6. Surface Treatment: Since NdFeB magnets are highly susceptible to oxidation and corrosion, they must undergo surface treatments such as nickel plating, zinc plating, or epoxy resin coating to ensure durability and service life.

7. Magnetization: The final step—and the core focus of this article. A magnetizing machine applies a strong pulsed magnetic field to the finished product, truly imparting the practical magnetic properties that make the magnet functional.

Magnetization is the core process in the entire production flow that imparts actual magnetic properties to the magnet. It works by having the capacitor in a magnetizing machine discharge instantly, generating a pulsed magnetic field that is extremely short in duration but exceptionally high in intensity.

This magnetic field must be strong enough to exceed the material’s intrinsic coercivity (Hcj). Only then can the chaotic magnetic domains within the material overcome their inherent “inertia,” undergo irreversible flipping, and align uniformly in the same direction. After the pulsed magnetic field is removed, the domains rely on the material’s own magnetocrystalline anisotropy to stably maintain this new ordered state.

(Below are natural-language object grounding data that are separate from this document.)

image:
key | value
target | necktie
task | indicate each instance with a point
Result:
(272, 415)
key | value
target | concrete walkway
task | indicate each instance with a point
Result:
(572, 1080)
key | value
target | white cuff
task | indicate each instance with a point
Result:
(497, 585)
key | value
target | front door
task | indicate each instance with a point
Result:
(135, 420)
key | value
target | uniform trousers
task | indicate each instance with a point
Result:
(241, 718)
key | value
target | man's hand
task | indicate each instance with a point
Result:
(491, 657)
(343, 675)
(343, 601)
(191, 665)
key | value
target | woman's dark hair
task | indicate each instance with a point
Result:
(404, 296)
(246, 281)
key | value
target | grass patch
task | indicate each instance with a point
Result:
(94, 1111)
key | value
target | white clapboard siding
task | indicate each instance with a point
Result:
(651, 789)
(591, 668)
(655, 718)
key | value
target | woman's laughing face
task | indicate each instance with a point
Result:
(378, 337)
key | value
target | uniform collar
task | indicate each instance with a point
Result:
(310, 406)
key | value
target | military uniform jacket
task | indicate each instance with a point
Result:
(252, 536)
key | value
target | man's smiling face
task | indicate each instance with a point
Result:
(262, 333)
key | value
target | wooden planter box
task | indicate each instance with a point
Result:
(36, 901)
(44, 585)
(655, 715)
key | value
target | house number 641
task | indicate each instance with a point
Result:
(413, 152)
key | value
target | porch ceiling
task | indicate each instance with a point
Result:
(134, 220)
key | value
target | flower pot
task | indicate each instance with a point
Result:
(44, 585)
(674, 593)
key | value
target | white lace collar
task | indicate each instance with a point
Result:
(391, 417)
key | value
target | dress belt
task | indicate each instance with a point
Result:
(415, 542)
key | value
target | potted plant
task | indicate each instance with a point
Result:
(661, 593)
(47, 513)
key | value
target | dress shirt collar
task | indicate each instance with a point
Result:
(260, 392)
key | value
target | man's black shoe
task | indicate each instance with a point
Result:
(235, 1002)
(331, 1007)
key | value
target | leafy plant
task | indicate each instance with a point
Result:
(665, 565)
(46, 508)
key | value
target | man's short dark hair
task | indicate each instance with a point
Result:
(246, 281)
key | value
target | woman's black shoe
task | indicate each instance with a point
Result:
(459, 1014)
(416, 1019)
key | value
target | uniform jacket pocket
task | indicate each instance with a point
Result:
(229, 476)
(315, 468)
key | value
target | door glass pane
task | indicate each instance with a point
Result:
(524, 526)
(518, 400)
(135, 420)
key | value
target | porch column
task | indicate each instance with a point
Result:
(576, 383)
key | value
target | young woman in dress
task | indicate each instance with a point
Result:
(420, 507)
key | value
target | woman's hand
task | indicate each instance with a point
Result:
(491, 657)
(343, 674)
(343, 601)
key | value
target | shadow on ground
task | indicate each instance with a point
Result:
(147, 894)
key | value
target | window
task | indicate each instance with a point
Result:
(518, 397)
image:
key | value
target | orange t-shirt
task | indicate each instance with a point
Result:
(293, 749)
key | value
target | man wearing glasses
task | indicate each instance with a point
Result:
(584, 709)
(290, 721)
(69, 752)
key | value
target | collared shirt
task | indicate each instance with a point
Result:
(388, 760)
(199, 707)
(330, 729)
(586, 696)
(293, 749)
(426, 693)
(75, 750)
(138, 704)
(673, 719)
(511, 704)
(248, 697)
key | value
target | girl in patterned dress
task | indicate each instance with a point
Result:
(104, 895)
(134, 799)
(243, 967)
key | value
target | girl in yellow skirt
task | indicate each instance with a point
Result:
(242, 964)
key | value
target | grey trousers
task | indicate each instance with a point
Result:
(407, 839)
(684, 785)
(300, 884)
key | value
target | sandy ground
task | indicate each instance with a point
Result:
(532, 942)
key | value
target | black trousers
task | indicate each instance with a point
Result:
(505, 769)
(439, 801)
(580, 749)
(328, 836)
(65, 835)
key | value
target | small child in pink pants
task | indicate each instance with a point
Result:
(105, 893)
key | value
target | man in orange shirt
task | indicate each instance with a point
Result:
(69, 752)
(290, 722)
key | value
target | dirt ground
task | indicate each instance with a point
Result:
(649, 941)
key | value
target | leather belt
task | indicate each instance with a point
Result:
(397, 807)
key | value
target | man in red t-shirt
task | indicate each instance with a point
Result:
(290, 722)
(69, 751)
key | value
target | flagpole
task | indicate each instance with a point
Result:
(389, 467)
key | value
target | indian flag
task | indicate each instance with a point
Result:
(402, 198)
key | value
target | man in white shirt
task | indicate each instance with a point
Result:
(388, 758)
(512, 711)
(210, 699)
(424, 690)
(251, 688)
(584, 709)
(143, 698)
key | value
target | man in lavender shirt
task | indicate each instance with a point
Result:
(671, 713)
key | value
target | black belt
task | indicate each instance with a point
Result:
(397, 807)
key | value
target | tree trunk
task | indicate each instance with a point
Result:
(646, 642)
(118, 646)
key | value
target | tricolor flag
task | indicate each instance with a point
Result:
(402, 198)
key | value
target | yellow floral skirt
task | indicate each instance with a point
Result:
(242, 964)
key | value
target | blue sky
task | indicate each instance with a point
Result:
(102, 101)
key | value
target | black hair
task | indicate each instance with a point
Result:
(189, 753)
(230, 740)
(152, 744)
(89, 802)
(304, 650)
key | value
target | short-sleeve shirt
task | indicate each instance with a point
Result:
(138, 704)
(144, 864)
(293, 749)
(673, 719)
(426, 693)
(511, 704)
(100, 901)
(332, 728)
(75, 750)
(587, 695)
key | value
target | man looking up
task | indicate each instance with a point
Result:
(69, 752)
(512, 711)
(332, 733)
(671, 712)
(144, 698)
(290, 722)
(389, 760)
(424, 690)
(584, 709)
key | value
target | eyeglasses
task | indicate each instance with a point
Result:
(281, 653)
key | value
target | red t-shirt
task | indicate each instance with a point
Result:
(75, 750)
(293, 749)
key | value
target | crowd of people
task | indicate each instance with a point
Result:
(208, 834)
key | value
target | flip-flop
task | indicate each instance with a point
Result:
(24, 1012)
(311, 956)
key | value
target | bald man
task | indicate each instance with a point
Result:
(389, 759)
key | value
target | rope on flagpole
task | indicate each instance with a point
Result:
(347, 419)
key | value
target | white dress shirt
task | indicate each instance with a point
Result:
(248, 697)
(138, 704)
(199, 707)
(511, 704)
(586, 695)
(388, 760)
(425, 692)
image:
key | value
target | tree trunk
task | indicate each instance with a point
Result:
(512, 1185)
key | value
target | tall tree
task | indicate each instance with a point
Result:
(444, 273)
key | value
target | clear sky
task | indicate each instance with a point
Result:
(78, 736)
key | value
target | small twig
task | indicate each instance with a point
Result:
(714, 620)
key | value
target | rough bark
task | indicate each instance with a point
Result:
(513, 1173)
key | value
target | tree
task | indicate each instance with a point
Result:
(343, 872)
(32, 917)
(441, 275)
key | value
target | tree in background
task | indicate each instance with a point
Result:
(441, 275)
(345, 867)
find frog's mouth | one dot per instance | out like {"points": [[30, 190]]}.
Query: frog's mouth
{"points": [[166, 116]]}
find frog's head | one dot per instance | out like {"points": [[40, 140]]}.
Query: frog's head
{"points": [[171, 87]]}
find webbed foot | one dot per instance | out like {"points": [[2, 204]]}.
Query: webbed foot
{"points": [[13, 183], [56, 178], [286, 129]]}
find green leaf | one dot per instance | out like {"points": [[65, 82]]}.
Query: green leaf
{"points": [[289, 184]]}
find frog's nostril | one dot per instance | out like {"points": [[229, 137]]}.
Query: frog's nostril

This is the source of remanence (Br) and marks the moment the magnet truly “awakens.”

A Question: Since a magnetic field is also applied during the “Orientation and Compacting” stage, doesn’t that mean the powder particles are briefly magnetized at that moment? Does this imply that the magnet actually “carries magnetism” before sintering?

Answer: During the orientation process, the magnetic field does indeed cause the powder particles to exhibit a temporary degree of magnetism. If you were to bring the compacted green body close to iron powder at this stage, you would observe a slight attractive force.

However, the purpose of orientation is to use an external magnetic field to align the crystal axes of each powder particle along the direction of the field, thereby locking this “directionality” into the crystal structure during sintering. This process determines the upper limit of the magnetic performance the magnet can achieve during subsequent magnetization.

This temporary magnetism does not persist. The sintering temperature for NdFeB exceeds 1000°C, which is far above its Curie temperature (approximately 310–340°C). Under such intense thermal energy, microscopic thermal motion completely disrupts the existing alignment of magnetic domains, causing the material to transition from a ferromagnetic state to a paramagnetic state. Therefore, the moment the blank emerges from the sintering furnace, it remains a non-magnetic metal block.

Orientation grants the potential; only magnetization realizes that potential into usable magnetism. Orientation sets the ceiling, while magnetization ensures its achievement. Each plays a distinct and indispensable role.

Conclusion: A magnet’s magnetism is not innate.

From a microscopic perspective, it is the transition of magnetic domains from chaos to order. From a manufacturing standpoint, it is the “command” issued by the strong pulsed magnetic field of the magnetizing machine. Before this final step, no matter how many precise processes the material has undergone, the magnet remains silent to the outside world.

Magnetization is the moment it awakens from its slumber.